I consider the "its perfect or its broken" mindset as the biggest enemy of making forward progress in security. Infosec mostly cannot dictate all parts of the solution at hand, its not infosec's call whether things go Mobile, Cloud or integrate with other companies and Identity Providers, but instead of taking their ball and go home, infosec can roll up its sleeves and engineer better stuff.
As such Maturity models are quite valuable. One thing about good Maturity Models is that they follow the "no flying cars allowed" rule. Maturity models don't necessarily show the A to Z set of things that need to be done for the next decade, but they allow us to see how to get from A to B and then from B to C. This is an important gap to fill for real world practitioners, it shows a bottom up way to make progress and how to align projects.

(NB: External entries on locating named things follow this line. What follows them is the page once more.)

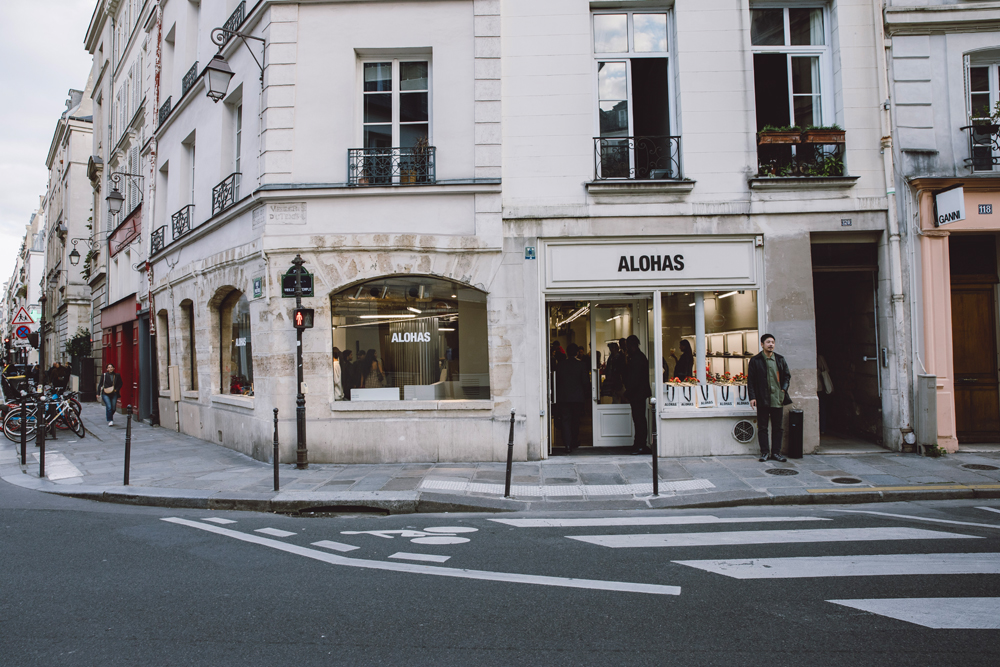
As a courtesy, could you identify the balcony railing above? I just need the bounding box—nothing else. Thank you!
[170,204,194,241]
[156,97,172,127]
[212,173,240,216]
[181,60,198,97]
[594,136,681,181]
[757,130,844,178]
[347,146,437,185]
[961,123,1000,171]
[149,225,167,255]
[222,0,247,46]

A lot of work has gone into BSIMM3, what was most heartening to me is that the study group now includes 42 firms. And it includes many non-specialty security firms so the guidance is useful to a wider audience. I see that there is a small percent of the Fortune 500 that absolutely has to care about security and be great at it. Most security guidance and tools is aimed at them. But then there is everyone else. What is appropriate for say with regard to infosec for 50 of the Fortune 500, is not necessarily cost effective for the other 450. So this widening the lens on the Maturity model is a welcome development.